Kasus suap ini mencuat, setelah investigasi Australian Federal Police (AFP) menyelidiki sejumlah kasus suap dari pejabat RBA yang muncul di sejumlah negara. Sejauh ini investigasi AFP memfokuskan pada suap dari Securency International and Note Printing Australia senilai 20 juta dolar Australia kepada sejumlah pejabat bank sentral di Vietnam, Nigeria dan Malaysia. Suap itu ditengarai untuk memenangkan kontrak pencetakan uang di negara-negara tersebut selama periode tahun 2003 dan 2006.
Belakangan ternyata itu terkait pula dengan pejabat BI. Harian The Age di Australia melansir sebuah dokumen faks rahasia dari pebisnis Jakarta ke pejabat Securency International and Note Printing Australia, Peruri-nya Australia yang mengungkapkan rencana untuk memberikan suap kepada pejabat senior BI tersebut.
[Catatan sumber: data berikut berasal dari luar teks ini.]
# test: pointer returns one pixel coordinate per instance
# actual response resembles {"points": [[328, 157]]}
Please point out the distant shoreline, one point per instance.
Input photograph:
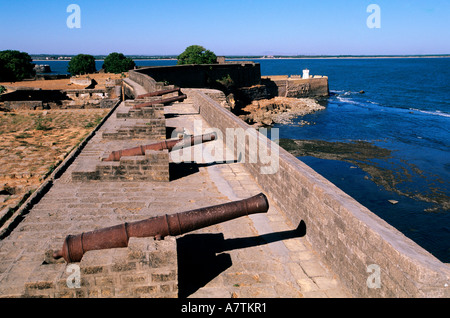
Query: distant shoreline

Setengah kepemilikan di Securency International dikuasai oleh Reserve Bank of Australia (RBA).
RBA merupakan bank sentral sekaligus otoritas pencetak uang di Australia yang mencetak uang di hampir 30 negara, termasuk Indonesia.
Dalam dokumen tersebut, si pejabat senior dari BI disebut sebagai "teman kami" dengan "pembayaran tidak resmi" dan "komisi".
Perwakilan perusahaan RBA di Indonesia, Radius Christanto antara tahun 1999 hingga 2006 secara eksplisit disebut mereferensikan nilai suap yang besar ke pejabat BI, seperti tertuang dalam fax ke Securency pada 1 Juli 1999. "Tolong dimengerti posisi sulit saya karena ini melibatkan nilai uang yang besar dan telah kami komitmenkan kepada teman kami," ujar Christanto dalam fax tersebut seperti dikutip dari The Age, Selasa (25/05).
Korespondensi dari Christanto, yang belum disertai dengan respons dari RBA itu, merujuk pada kesepakatan untuk memenangkan kontrak mencetak 500 juta lembar pecahan Rp100 ribu pada tahun 1999. Kontrak itu nilainya mencapai US$50 juta untuk RBA.
Pada tahun 1999, BI memang memutuskan untuk mencetak uang plastik Rp 100 ribu di Australia. Pencetakan uang di Australia itu sempat memunculkan protes dari Peruri yang mengaku sebenarnya sanggup mencetak dan menerima order dari Bank Indonesia.
Inisial ‘S’ dan 'M'
Masih menurut korespondensi Christanto melalui faks yang dilansir The Age, Christanto menerima komisi dari Securency/NPA senilai US$ 3,65 juta melalui rekening di bank Singapura, sesaat setelah dia membantu memenangkan kontrak dari BI pada tahun 1999.
Ia juga mengindikasikan dua pejabat senior berinisial 'S' dan 'M' menerima US$ 1,3 juta atau sekitar Rp 12 miliar dari anak usaha RBA untuk memenangkan kontrak itu.
Korespondensi antara Christanto dengan anak usaha RBA itu juga menunjukkan adanya kolusi antara pejabat BI, Christanto dan pejabat surat berharga RBA untuk menggelembungkan nilai kontrak pencetakan uang pecahan menjadi 20 per sen dengan sebuah kesepakatan, untuk kemudian dipangkas menjadi 10 per sen.
Dokumen tersebut juga menunjukkan rencana pejabat BI, Christanto dan pejabat senior RBA untuk mencegah mencegah perusahaan rival memenangkan kontrak.
Dalam kesepakatan itu, anak usaha RBA akan membayar penalti US$ 344.000 untuk keterlambatan pengiriman uang tersebut. Menurut seorang pejabat, penalti itu dibagi secara resmi dan tidak resmi kepada pejabat BI.
Kasus ini terjadi saat RBA dipimpin oleh Gubernur Bob Rankin, sementara Securency/NPA dipimpin oleh mantan Deputi Gubernur RBA, Graeme Thompson. Sedangkan Bank Indonesia ketika itu dipimpin oleh Gubernur BI Sjahril Sabirin. Sjahril memimpin BI pada periode 1998 hingga 2003 sebelum akhirnya diganti oleh Burhanuddin Abdullah.